「本を読むときに頭の中で『声』が聞こえる人と聞こえない人がいることが判明」という記事。しかし、四半世紀前の卒論執筆時に「こんなことは当然だ」と思っていた人間としては、このタイトルには強い「今更」感がある。最近の学説は知らないけれど。 http://gigazine.net/news/20160225-read-voice-in-head/https://twitter.com/George_Ohashi/status/703027084759666689
(140字)
以下、付けたり。
記事中にある「読書中の内なる声」というのは言語学的には「内的言語」とか「内言」などと呼ばれていて、その正体は音声言語の表象的認識だと私は考える(このあたりは三浦つとむ『認識と言語の理論 第一部』による部分が大きい)。

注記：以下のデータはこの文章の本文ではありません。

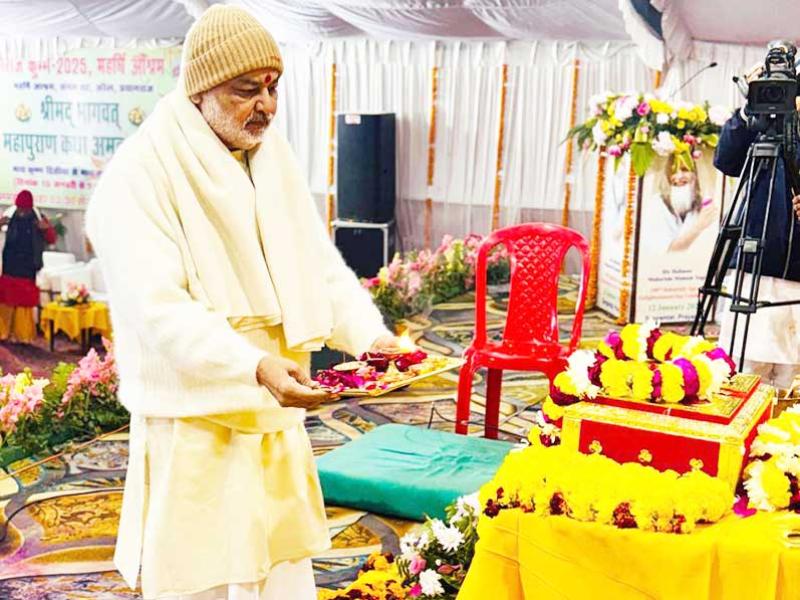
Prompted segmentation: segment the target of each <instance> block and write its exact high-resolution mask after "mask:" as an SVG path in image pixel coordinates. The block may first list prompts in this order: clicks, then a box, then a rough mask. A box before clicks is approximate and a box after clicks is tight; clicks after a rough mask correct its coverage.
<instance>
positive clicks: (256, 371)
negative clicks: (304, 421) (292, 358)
mask: <svg viewBox="0 0 800 600" xmlns="http://www.w3.org/2000/svg"><path fill="white" fill-rule="evenodd" d="M256 379H257V380H258V383H259V384H260V385H263V386H264V387H265V388H267V389H268V390H269V391H270V393H271V394H272V395H273V396H275V399H276V400H277V401H278V402H279V403H280V404H281V406H286V407H297V408H307V409H313V408H317V407H318V406H319V405H320V404H322V403H323V402H325V401H327V400H332V399H334V396H333V395H331V394H329V393H328V392H326V391H324V390H320V389H317V387H318V386H317V384H316V383H315V382H314V381H312V380H311V378H310V377H309V376H308V375H306V374H305V373H304V372H303V370H302V369H301V368H300V366H299V365H298V364H297V363H295V362H293V361H291V360H288V359H285V358H283V357H280V356H265V357H264V358H262V359H261V362H260V363H258V369H257V370H256Z"/></svg>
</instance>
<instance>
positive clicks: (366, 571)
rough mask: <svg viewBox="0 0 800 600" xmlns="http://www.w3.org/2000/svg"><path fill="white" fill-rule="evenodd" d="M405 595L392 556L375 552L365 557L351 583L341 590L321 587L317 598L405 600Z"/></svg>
mask: <svg viewBox="0 0 800 600" xmlns="http://www.w3.org/2000/svg"><path fill="white" fill-rule="evenodd" d="M407 597H408V590H407V588H406V586H405V585H404V584H403V576H402V575H401V574H400V572H399V570H398V568H397V563H396V562H395V560H394V557H393V556H392V555H391V554H378V553H375V554H371V555H370V556H369V558H367V561H366V562H365V563H364V566H363V567H362V568H361V570H360V571H359V572H358V578H357V579H356V580H355V581H354V582H353V583H351V584H350V585H349V586H347V587H346V588H345V589H343V590H326V589H321V590H320V591H319V594H318V595H317V600H352V599H353V598H361V599H362V600H405V598H407Z"/></svg>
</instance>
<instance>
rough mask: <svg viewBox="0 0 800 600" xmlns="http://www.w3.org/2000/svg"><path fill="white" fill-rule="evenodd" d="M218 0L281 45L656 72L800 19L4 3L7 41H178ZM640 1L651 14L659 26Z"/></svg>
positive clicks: (617, 7) (3, 3)
mask: <svg viewBox="0 0 800 600" xmlns="http://www.w3.org/2000/svg"><path fill="white" fill-rule="evenodd" d="M220 1H225V2H227V3H229V4H238V5H241V6H244V7H245V8H247V9H249V10H250V11H251V12H253V13H254V14H255V15H256V16H258V17H259V19H261V20H262V22H263V23H264V24H265V25H266V26H267V28H268V29H269V30H270V31H272V32H273V34H274V35H275V36H276V37H277V38H278V39H279V41H282V42H303V41H308V40H318V39H320V38H330V37H341V36H352V35H367V36H371V37H375V38H391V39H432V38H439V39H441V38H458V39H465V38H468V39H469V38H471V39H526V40H539V39H552V40H625V39H633V40H634V41H635V42H636V43H637V45H638V46H639V48H640V52H641V54H642V57H643V58H644V60H645V62H646V63H647V64H648V65H649V66H651V67H653V68H658V69H661V68H664V67H665V66H666V65H668V64H670V63H671V62H674V61H681V60H685V59H688V58H691V57H693V56H696V55H697V54H698V53H697V45H696V44H695V42H696V41H701V42H714V43H719V42H723V43H731V44H758V45H763V44H764V43H766V42H767V41H768V40H770V39H775V38H781V37H789V38H790V39H794V38H795V37H796V33H795V32H796V27H797V26H796V24H797V23H800V2H798V0H767V1H762V2H751V1H750V0H702V1H700V0H649V6H647V4H648V3H647V2H644V0H0V37H20V36H23V37H38V38H52V37H56V36H57V37H84V38H90V37H104V38H115V39H117V40H120V41H129V40H132V39H133V40H142V39H148V40H152V39H179V38H182V37H183V36H184V34H185V33H186V30H187V29H188V28H189V26H190V25H191V23H192V21H193V19H194V17H195V16H196V15H198V14H200V13H201V12H202V11H203V10H204V9H205V8H206V7H207V6H208V5H209V4H213V3H215V2H220ZM634 4H636V5H638V6H639V8H641V7H642V6H643V5H644V6H646V7H647V8H650V9H654V11H652V15H655V17H654V18H655V23H654V21H653V20H652V19H651V21H650V22H649V23H647V22H646V21H645V19H643V18H642V16H641V15H640V14H639V12H637V10H636V9H635V8H634ZM655 11H657V12H655ZM659 27H660V29H661V33H660V34H657V33H655V29H658V28H659Z"/></svg>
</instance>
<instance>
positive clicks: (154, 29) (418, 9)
mask: <svg viewBox="0 0 800 600" xmlns="http://www.w3.org/2000/svg"><path fill="white" fill-rule="evenodd" d="M219 1H220V0H0V35H32V36H56V35H59V36H69V35H77V36H81V35H82V36H111V37H115V38H117V39H120V40H128V39H137V38H152V37H167V38H173V37H182V36H183V35H184V34H185V33H186V30H187V29H188V28H189V25H191V23H192V21H193V19H194V17H195V16H196V15H197V14H199V13H201V12H202V10H203V9H204V8H205V7H207V6H208V5H210V4H215V3H217V2H219ZM225 3H228V4H237V5H240V6H244V7H246V8H247V9H249V10H250V11H251V12H253V13H254V14H255V15H256V16H258V17H259V19H261V21H262V22H263V23H264V24H265V25H266V26H267V27H268V28H269V29H270V31H272V32H273V34H274V35H275V36H276V37H277V38H278V40H279V41H284V42H297V41H301V40H302V41H308V40H316V39H318V38H320V37H332V36H336V37H341V36H349V35H362V34H368V35H370V36H373V37H380V38H391V39H425V38H428V39H433V38H437V39H439V38H482V39H500V38H516V39H541V38H548V39H567V40H575V39H627V34H626V33H625V30H624V28H623V23H622V14H621V13H620V10H619V8H618V7H617V0H225Z"/></svg>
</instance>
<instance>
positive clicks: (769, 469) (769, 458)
mask: <svg viewBox="0 0 800 600" xmlns="http://www.w3.org/2000/svg"><path fill="white" fill-rule="evenodd" d="M750 459H751V462H750V464H749V465H748V466H747V467H746V468H745V475H744V488H745V490H746V491H747V496H748V498H749V505H750V506H751V507H752V508H755V509H758V510H765V511H775V510H784V509H789V510H793V511H795V512H798V513H800V407H797V406H795V407H792V408H789V409H786V410H785V411H784V412H782V413H781V414H780V416H778V417H776V418H775V419H771V420H769V421H767V422H766V423H764V424H763V425H761V426H759V428H758V436H757V437H756V439H755V440H753V445H752V446H751V447H750Z"/></svg>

声を出さない読書の際にこの「内なる声」が聞こえるかどうかには個人差があり、「内なる声」に頼らないと読めない場合は読速度に低い限界が生じてしまうのに対し、「内なる声」に頼らずに(視覚的な文字表象から直接意味を認識して)読める場合はその限界を破ることができる。この経験的事実は、速読の世界では昔からよく知られていた。
そんなこともあって(だと思うが)、そのころから「二重経路モデル」などと呼ばれる学説がいくつか発表されているし、同じようなことを私も卒論(90年に執筆)の中で当然のこととして述べている。
(参考記事)
記事タイトルに今更感があるのはそういう理由なのだが、その一方で、声色に関する部分は興味深いと思う。
蛇足だが、私が卒論を書いていたころに有名だった「ジョイント速読法」では、「内なる声」に頼る読み方のことを「黙読」、頼らない読み方のことを「視読」とそれぞれ呼んでいた。便利な呼び分け方だったので、私も卒論の中で使用した。